The reference in issue (8) to “UNCAT” is to the Convention against Torture and Other Cruel, Inhuman or Degrading Treatment or Punishment, adopted by the UN General Assembly on 10 December 1984.


  1. These issues have been formulated in sweepingly wide terms. In addressing them, I think it essential to focus firmly on their practical significance for the public law claims. As Mr Fordham QC had explained at an earlier directions hearing, there were two reasons for asking the court to decide issues about the effect of UNCAT. First, the claimants were seeking to rely on UNCAT as an alternative source of a duty to investigate allegations of torture or other inhuman or degrading treatment perpetrated by British forces in Iraq in any case to which the Convention does not apply. As it is, in all five test cases chosen to illustrate these issues the alleged mistreatment occurred when the claimant was in the custody of British forces, and the Secretary of State now accepts that in such cases the claimant was within the UK’s jurisdiction for the purpose of article 1 of the Convention. The Secretary of State also accepts that, where in such a case there is an arguable breach of article 3, an investigative duty arises. There is therefore no need for the claimants to rely on UNCAT to establish the existence of such a duty.

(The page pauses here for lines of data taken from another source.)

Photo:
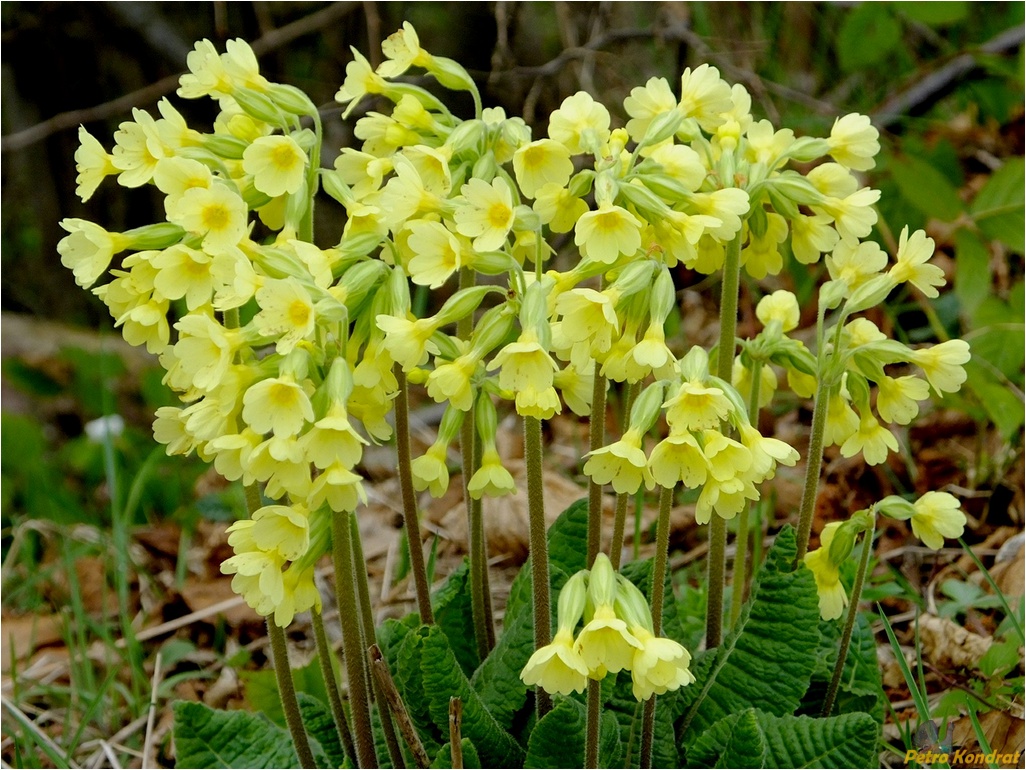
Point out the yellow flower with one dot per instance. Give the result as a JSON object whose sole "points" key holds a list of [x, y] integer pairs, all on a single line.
{"points": [[678, 458], [286, 313], [430, 471], [281, 528], [277, 405], [491, 478], [360, 80], [88, 248], [608, 232], [215, 213], [605, 645], [944, 364], [581, 124], [896, 398], [92, 163], [811, 237], [540, 163], [661, 665], [437, 254], [558, 208], [557, 667], [854, 142], [623, 464], [277, 164], [833, 599], [487, 216], [646, 103], [871, 438], [696, 408], [705, 97], [937, 515], [913, 256]]}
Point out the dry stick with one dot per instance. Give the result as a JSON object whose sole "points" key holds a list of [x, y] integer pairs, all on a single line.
{"points": [[331, 686], [409, 516], [456, 737], [359, 697], [367, 637], [539, 547], [620, 515], [394, 700], [148, 759], [286, 691]]}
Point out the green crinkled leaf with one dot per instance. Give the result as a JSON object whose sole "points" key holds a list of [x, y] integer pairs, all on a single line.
{"points": [[444, 757], [454, 614], [746, 746], [767, 659], [860, 684], [498, 680], [320, 727], [442, 680], [847, 740], [204, 737], [558, 739]]}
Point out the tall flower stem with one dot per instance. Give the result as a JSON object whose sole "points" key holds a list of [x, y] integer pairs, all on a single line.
{"points": [[853, 616], [539, 546], [368, 640], [286, 690], [620, 513], [741, 556], [724, 369], [813, 466], [349, 617], [658, 599], [331, 686], [409, 516], [484, 629]]}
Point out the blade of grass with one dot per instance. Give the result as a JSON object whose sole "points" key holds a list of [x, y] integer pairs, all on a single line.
{"points": [[1000, 594]]}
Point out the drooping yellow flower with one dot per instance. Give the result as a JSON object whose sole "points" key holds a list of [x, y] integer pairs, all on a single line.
{"points": [[277, 405], [92, 163], [622, 463], [937, 515], [608, 232], [854, 142], [581, 123], [540, 163], [277, 164], [944, 364], [833, 599], [912, 266], [487, 217], [88, 248]]}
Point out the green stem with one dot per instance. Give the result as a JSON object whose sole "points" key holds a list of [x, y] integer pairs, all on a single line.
{"points": [[724, 370], [331, 686], [658, 598], [286, 690], [853, 616], [368, 638], [359, 695], [539, 546], [814, 461], [596, 437], [741, 556], [620, 514], [409, 516]]}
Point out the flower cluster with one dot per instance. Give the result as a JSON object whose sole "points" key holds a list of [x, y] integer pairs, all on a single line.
{"points": [[617, 634], [285, 355]]}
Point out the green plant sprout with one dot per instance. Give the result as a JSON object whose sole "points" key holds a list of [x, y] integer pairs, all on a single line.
{"points": [[291, 356]]}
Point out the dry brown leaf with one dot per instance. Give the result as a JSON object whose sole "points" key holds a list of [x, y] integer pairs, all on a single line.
{"points": [[946, 645]]}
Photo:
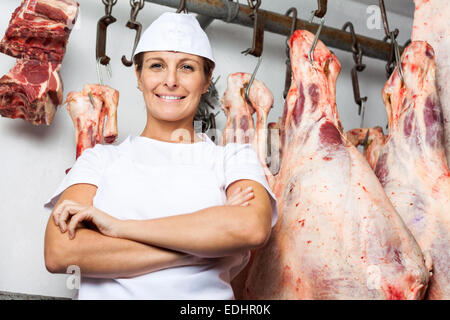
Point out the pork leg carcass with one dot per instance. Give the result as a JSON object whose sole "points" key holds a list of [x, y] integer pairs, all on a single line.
{"points": [[89, 118], [372, 139], [240, 128], [432, 24], [32, 90], [337, 236], [412, 166]]}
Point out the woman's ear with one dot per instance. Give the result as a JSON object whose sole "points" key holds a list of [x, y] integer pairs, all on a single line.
{"points": [[208, 83], [138, 76]]}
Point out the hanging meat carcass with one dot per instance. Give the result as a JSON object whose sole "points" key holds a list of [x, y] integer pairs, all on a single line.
{"points": [[40, 29], [337, 236], [240, 127], [412, 166], [432, 24], [32, 90], [88, 115], [37, 35], [372, 139]]}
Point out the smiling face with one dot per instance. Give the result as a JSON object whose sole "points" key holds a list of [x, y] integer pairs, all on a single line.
{"points": [[172, 84]]}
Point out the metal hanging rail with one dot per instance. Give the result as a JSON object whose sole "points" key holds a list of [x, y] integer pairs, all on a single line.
{"points": [[281, 24]]}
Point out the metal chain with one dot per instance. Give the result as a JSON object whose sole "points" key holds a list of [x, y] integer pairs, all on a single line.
{"points": [[109, 2], [134, 3], [254, 4]]}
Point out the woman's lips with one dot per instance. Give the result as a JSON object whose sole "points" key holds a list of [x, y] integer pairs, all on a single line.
{"points": [[170, 98]]}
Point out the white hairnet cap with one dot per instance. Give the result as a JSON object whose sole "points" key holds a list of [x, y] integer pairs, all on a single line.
{"points": [[176, 32]]}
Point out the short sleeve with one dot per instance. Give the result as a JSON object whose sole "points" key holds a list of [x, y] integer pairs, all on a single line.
{"points": [[241, 162], [88, 168]]}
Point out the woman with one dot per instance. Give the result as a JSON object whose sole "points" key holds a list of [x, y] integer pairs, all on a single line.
{"points": [[157, 217]]}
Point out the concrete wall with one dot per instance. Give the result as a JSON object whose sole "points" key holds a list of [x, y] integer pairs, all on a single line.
{"points": [[33, 159]]}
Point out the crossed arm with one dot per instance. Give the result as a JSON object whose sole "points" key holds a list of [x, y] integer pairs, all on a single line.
{"points": [[139, 247]]}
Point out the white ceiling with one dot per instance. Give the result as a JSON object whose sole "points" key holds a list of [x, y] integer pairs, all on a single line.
{"points": [[403, 7]]}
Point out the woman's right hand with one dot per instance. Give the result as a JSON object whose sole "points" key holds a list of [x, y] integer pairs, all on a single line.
{"points": [[240, 197]]}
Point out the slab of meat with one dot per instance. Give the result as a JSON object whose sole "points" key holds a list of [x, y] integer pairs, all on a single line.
{"points": [[338, 236], [240, 127], [432, 24], [372, 139], [32, 91], [412, 165], [39, 29], [89, 119]]}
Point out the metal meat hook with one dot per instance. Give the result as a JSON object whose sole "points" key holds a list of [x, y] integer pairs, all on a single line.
{"points": [[100, 50], [136, 6], [359, 67], [102, 27], [258, 29], [252, 78], [287, 82]]}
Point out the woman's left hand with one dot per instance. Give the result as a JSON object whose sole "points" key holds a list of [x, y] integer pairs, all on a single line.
{"points": [[68, 214]]}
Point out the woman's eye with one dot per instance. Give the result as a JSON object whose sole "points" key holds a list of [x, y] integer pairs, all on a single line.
{"points": [[188, 67]]}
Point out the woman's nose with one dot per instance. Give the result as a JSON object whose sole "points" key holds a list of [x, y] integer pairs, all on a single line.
{"points": [[171, 80]]}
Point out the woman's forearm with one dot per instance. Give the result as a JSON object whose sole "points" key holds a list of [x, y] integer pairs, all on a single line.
{"points": [[212, 232], [100, 256]]}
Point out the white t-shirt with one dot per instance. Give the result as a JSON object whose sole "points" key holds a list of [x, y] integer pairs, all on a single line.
{"points": [[143, 178]]}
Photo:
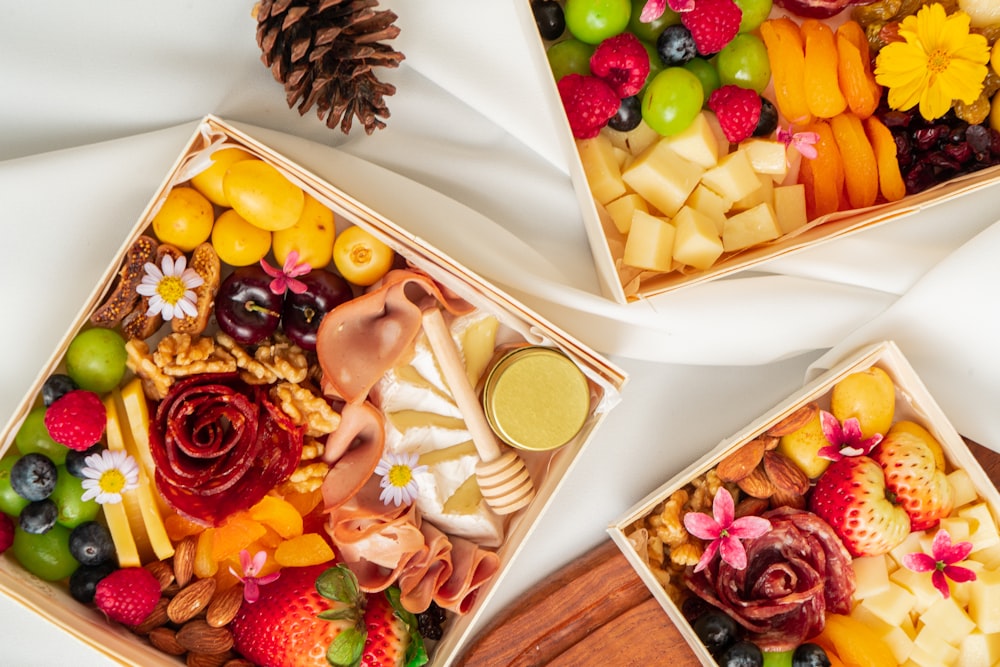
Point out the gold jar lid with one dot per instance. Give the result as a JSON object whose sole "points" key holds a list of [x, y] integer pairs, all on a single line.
{"points": [[536, 398]]}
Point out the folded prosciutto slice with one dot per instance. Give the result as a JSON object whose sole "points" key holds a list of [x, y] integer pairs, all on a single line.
{"points": [[219, 445]]}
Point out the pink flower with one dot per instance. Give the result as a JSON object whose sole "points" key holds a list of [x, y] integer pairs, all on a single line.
{"points": [[941, 562], [845, 439], [724, 531], [285, 277], [804, 142], [653, 9], [251, 582]]}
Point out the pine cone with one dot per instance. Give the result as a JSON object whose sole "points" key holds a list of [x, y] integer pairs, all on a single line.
{"points": [[324, 51]]}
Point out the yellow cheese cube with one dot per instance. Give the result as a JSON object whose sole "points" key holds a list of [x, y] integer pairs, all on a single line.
{"points": [[650, 243], [790, 207], [662, 177], [750, 227], [621, 210], [601, 168], [696, 242]]}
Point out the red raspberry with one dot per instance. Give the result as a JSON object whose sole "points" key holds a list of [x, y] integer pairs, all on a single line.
{"points": [[77, 419], [738, 111], [713, 24], [622, 62], [589, 102], [6, 532], [127, 595]]}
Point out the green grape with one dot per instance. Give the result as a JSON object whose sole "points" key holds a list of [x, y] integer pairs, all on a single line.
{"points": [[11, 502], [34, 437], [570, 56], [593, 21], [648, 32], [67, 495], [672, 100], [754, 13], [46, 556], [96, 359], [743, 62], [706, 73]]}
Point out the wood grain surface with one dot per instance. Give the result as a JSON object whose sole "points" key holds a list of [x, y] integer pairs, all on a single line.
{"points": [[596, 611]]}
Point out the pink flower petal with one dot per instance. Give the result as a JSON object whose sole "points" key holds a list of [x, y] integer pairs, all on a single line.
{"points": [[702, 526]]}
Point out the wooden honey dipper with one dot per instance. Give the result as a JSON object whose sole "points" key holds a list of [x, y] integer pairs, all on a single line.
{"points": [[502, 476]]}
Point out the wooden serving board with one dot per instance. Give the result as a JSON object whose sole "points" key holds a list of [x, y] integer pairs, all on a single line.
{"points": [[596, 611]]}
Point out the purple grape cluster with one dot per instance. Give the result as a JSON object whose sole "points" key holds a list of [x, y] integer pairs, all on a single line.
{"points": [[931, 152]]}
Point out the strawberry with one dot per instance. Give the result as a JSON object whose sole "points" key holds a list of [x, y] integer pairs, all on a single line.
{"points": [[851, 496], [317, 617], [913, 476]]}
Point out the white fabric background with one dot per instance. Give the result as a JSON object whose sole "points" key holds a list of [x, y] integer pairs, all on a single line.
{"points": [[97, 98]]}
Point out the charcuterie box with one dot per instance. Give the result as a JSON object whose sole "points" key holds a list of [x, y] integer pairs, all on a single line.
{"points": [[446, 397], [615, 172], [828, 549]]}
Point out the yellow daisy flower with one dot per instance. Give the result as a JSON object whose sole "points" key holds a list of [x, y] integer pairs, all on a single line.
{"points": [[938, 62]]}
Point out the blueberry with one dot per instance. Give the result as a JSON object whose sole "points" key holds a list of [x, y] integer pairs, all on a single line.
{"points": [[56, 386], [549, 18], [742, 654], [83, 582], [91, 544], [716, 631], [628, 116], [33, 476], [38, 516], [810, 655], [76, 460], [768, 122], [675, 45]]}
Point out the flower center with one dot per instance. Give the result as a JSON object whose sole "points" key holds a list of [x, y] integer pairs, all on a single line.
{"points": [[938, 61], [400, 475], [171, 289], [112, 481]]}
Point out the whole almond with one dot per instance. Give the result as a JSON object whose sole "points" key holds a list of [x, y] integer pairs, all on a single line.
{"points": [[165, 639], [738, 465], [224, 606], [785, 474], [184, 560], [757, 484], [794, 421], [198, 636], [191, 600]]}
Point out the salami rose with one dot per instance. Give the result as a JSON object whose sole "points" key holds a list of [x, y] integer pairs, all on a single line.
{"points": [[795, 573], [219, 445]]}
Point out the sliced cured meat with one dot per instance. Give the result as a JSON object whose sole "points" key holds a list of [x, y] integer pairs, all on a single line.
{"points": [[219, 445]]}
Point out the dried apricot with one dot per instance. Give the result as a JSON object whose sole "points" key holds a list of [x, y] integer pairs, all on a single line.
{"points": [[856, 150], [786, 55], [823, 94], [823, 176], [890, 179]]}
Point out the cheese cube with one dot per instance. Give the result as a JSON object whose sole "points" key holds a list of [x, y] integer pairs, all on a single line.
{"points": [[697, 241], [790, 207], [650, 243], [753, 226], [697, 142], [734, 177], [621, 210], [871, 575], [601, 168], [662, 177]]}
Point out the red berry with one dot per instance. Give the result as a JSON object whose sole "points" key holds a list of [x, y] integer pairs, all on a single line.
{"points": [[77, 419], [738, 111], [127, 595], [6, 532], [589, 102], [622, 62], [713, 24]]}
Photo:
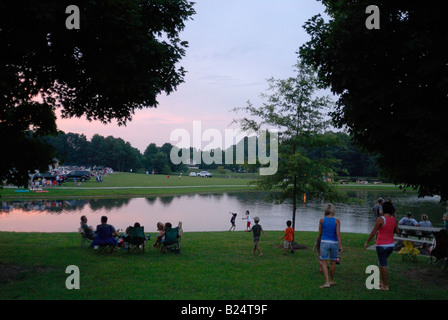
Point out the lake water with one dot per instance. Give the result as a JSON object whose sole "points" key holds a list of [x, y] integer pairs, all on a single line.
{"points": [[205, 212]]}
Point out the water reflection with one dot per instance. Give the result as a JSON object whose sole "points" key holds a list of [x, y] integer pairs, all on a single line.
{"points": [[204, 212]]}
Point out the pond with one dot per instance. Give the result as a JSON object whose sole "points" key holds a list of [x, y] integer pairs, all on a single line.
{"points": [[205, 212]]}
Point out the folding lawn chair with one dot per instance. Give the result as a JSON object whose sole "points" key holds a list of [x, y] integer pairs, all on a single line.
{"points": [[172, 238], [409, 252], [84, 238], [104, 240], [136, 239]]}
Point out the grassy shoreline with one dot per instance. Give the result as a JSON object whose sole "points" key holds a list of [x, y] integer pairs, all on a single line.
{"points": [[211, 266], [139, 185]]}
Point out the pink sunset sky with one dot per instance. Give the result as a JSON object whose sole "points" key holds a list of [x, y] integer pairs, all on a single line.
{"points": [[234, 46]]}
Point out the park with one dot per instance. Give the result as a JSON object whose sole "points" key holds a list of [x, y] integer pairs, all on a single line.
{"points": [[345, 104]]}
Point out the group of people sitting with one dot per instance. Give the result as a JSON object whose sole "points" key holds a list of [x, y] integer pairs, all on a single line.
{"points": [[106, 234]]}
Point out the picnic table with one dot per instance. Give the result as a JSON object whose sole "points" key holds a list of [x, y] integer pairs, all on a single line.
{"points": [[418, 235]]}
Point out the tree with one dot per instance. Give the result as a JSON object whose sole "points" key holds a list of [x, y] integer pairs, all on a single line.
{"points": [[392, 84], [296, 113], [124, 55]]}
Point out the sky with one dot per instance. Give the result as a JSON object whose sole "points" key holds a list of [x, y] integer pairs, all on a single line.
{"points": [[234, 47]]}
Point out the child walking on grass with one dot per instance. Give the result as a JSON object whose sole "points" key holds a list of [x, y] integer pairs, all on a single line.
{"points": [[256, 230], [288, 238]]}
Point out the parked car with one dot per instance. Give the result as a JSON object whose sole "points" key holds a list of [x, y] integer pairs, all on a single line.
{"points": [[77, 175], [205, 174], [45, 175]]}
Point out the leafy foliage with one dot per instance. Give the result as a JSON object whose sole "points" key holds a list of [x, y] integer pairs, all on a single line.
{"points": [[294, 109], [125, 53], [392, 85]]}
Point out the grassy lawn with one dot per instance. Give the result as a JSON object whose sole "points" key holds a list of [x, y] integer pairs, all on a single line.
{"points": [[135, 184], [211, 265]]}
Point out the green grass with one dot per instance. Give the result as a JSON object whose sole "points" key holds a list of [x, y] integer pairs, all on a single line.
{"points": [[139, 185], [135, 184], [211, 265]]}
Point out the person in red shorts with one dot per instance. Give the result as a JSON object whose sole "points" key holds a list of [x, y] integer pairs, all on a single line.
{"points": [[288, 238]]}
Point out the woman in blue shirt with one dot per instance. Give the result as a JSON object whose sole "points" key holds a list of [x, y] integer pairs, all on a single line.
{"points": [[330, 243]]}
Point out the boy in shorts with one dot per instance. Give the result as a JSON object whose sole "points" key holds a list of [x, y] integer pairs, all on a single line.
{"points": [[288, 238], [256, 230]]}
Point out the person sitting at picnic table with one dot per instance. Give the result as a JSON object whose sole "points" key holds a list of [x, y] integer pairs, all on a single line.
{"points": [[105, 234], [425, 223], [408, 221]]}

  2. The claimants’ second reason for raising these issues is to establish that any investigation of alleged ill-treatment by British forces in Iraq should include an inquiry into whether the UK complied with articles 10 and 11 of UNCAT. I quote those provisions below. The claimants seek to support this contention by arguing that UNCAT gives rise to rights and obligations which are enforceable by private individuals against the state in English domestic law.

Relevant provisions of UNCAT

  1. UNCAT came into force on 26 June 1987. It was ratified by the UK on 8 December 1988. The treaty currently has 156 State Parties.

  2. Article 1 of UNCAT contains a definition of torture. Article 2 provides:

“1. Each State Party shall take effective legislative, administrative, judicial or other measures to prevent acts of torture in any territory under its jurisdiction.

2. No exceptional circumstances whatsoever, whether a state of war or a threat of war, internal political instability or any other public emergency, may be invoked as a justification of torture.

3. An order from a superior officer or a public authority may not be invoked as a justification of torture.”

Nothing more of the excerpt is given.